Nesse ponto da sua vida política, o ápice de uma longa trajetória, o presidente Lula aumentou o tamanho do desafio. Prometeu combater a fome e a pobreza, mas também convocou toda a sociedade brasileira para derrotar a desigualdade, aquela que “separa os brasileiros em grupos que não se reconhecem”. Ele ressaltou, em lágrimas, imagens dessa velha chaga brasileira como o “a fila dos ossos e a fila pelos helicópteros e jatinhos”.
Foi uma posse emocionante, plena de significados, com discursos fortes.
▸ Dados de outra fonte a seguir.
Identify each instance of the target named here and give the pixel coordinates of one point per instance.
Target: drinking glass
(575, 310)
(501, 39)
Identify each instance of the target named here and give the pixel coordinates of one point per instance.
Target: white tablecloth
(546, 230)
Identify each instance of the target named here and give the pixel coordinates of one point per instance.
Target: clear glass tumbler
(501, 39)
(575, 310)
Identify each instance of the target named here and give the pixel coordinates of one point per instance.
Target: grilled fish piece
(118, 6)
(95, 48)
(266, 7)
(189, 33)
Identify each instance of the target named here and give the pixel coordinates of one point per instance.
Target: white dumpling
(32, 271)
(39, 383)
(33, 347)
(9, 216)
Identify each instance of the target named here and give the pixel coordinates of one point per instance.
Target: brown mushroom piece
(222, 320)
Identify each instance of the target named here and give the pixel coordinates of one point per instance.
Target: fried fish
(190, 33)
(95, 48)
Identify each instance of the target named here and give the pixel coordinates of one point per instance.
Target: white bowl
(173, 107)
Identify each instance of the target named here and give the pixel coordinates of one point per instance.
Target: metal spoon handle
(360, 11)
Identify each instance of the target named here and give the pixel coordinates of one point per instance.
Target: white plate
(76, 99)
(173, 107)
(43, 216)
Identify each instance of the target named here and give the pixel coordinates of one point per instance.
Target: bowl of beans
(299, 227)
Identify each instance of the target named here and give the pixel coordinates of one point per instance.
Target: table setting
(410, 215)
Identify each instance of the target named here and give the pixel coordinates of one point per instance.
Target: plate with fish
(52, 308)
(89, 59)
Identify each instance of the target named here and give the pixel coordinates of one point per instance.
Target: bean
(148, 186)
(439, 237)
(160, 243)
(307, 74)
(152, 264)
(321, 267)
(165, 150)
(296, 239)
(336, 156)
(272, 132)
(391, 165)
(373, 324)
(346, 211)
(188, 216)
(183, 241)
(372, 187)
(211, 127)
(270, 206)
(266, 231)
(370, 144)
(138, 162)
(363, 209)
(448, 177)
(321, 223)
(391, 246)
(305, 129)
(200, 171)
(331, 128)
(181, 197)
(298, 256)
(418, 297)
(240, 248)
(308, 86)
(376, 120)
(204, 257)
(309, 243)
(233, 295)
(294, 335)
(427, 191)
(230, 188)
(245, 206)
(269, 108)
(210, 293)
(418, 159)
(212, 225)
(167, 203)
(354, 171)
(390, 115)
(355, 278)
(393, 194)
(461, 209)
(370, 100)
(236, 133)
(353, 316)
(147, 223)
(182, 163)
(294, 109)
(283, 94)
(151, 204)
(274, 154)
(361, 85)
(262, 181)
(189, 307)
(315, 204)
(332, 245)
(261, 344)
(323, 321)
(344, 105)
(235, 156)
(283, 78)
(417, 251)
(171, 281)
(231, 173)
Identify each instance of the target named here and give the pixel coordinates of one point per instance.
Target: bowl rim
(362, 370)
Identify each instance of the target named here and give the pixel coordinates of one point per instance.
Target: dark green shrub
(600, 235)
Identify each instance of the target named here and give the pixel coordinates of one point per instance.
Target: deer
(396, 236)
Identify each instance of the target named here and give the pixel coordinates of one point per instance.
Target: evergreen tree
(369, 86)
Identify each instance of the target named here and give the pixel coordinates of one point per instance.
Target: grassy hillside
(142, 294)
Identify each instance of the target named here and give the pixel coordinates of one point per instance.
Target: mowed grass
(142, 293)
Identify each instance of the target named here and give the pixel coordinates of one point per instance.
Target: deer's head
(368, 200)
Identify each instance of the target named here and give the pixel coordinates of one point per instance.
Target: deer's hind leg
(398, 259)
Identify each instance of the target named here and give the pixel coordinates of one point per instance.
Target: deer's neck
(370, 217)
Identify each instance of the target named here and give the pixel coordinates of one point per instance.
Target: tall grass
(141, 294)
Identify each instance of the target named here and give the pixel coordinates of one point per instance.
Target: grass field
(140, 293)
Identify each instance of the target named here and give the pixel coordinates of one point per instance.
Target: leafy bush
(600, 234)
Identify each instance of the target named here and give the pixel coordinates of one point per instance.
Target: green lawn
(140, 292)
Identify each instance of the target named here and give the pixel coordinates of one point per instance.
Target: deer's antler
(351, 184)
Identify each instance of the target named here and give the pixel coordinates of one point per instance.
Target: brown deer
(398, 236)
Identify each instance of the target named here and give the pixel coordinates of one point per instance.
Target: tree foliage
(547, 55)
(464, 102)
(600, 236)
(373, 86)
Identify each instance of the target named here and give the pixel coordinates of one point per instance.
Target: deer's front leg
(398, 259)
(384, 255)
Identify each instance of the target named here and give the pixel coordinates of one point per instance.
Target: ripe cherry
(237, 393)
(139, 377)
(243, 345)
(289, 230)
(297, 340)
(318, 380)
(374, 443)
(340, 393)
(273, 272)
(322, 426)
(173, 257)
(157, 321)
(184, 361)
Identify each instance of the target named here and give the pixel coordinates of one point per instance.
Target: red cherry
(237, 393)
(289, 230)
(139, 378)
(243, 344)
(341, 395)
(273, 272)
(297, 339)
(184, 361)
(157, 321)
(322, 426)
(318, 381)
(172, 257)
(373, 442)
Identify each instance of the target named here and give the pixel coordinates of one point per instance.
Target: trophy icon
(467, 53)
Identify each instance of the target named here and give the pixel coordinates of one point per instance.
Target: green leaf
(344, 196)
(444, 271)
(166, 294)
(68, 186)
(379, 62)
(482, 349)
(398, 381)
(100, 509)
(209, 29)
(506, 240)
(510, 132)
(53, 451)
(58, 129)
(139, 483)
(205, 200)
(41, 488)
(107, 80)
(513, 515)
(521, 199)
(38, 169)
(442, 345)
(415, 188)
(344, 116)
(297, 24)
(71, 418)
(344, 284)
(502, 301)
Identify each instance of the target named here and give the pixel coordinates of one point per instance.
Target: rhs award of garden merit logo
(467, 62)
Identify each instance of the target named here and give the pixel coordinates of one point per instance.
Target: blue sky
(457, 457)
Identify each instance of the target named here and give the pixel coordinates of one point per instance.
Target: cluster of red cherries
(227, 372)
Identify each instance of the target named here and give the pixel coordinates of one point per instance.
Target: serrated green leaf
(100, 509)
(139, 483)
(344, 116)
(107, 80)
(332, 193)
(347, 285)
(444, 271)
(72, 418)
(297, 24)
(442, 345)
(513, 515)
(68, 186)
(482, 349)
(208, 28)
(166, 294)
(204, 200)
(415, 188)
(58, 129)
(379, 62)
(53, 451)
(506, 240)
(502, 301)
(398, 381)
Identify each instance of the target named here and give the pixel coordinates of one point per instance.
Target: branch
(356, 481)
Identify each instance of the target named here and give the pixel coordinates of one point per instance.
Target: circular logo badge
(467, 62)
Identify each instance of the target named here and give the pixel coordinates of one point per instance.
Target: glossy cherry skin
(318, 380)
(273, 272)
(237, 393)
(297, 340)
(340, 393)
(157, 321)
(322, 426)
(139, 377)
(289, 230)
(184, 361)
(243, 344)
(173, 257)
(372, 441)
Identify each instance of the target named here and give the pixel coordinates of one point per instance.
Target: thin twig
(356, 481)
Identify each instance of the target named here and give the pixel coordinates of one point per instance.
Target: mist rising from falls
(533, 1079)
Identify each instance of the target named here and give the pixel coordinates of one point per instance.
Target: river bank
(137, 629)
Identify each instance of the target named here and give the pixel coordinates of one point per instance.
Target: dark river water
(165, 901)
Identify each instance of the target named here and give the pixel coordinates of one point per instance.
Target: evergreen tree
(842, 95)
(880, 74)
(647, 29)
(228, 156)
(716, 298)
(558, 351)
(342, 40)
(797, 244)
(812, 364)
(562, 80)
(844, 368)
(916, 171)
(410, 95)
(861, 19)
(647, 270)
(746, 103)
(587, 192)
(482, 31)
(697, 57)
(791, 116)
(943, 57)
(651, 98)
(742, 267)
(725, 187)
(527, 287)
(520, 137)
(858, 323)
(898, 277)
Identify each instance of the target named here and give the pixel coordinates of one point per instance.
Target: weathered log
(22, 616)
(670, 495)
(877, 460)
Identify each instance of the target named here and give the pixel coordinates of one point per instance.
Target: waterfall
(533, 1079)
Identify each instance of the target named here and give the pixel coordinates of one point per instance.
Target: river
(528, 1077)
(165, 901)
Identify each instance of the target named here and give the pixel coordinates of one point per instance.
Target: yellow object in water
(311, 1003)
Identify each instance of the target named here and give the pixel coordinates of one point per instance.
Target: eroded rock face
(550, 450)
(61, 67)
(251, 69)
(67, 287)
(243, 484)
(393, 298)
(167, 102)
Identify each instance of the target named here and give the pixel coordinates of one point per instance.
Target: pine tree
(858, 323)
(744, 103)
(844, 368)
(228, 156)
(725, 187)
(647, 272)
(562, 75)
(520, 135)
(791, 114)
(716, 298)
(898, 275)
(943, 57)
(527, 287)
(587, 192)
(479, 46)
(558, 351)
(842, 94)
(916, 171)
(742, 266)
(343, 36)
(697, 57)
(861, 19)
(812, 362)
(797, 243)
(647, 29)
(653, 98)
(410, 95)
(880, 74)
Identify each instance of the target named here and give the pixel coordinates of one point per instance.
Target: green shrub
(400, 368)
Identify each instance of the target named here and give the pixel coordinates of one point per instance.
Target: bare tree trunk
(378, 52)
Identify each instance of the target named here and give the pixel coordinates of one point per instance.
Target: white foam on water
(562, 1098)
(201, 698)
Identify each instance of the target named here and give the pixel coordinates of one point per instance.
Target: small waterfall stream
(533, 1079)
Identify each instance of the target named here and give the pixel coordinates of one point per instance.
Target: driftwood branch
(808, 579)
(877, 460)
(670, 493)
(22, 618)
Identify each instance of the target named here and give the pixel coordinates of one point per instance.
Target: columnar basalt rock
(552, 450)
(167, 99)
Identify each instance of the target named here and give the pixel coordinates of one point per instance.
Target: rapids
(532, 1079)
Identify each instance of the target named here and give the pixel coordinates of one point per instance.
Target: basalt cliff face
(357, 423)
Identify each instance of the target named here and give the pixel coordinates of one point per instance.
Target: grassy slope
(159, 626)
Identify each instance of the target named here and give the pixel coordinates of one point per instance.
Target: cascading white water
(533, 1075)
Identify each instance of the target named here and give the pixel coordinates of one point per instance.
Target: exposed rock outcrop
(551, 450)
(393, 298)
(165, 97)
Na economia, ele revisitou a velha agenda do PT, com partes que já envelheceram ou que se aplicadas podem trair sua agenda social, por ser inflacionária. Na política, o destaque mais importante é a defesa intransigente da democracia.
A Esplanada desde cedo estava em clima de euforia. Cheguei cedo, passando por vários controles da segurança reforçada. Se o ambiente era tenso nas barreiras do Gabinete de Segurança Institucional (GSI), a entrada no Congresso parecia um oásis. Atravessado o Congresso se chegava à frente do Palácio do Planalto, em que a multidão vermelha se aproximava cantando e aplaudindo e sendo refrescada pelos jatos d’água. Uma cidade da qual se falava, no seu início, que era fria, sem esquinas e sem povo teve um dia de euforia popular. Em qualquer posse há sempre o povo, mas essa comemoração parecia, para quem estava na Praça dos Três Poderes e na Esplanada, com um patamar maior de alegria.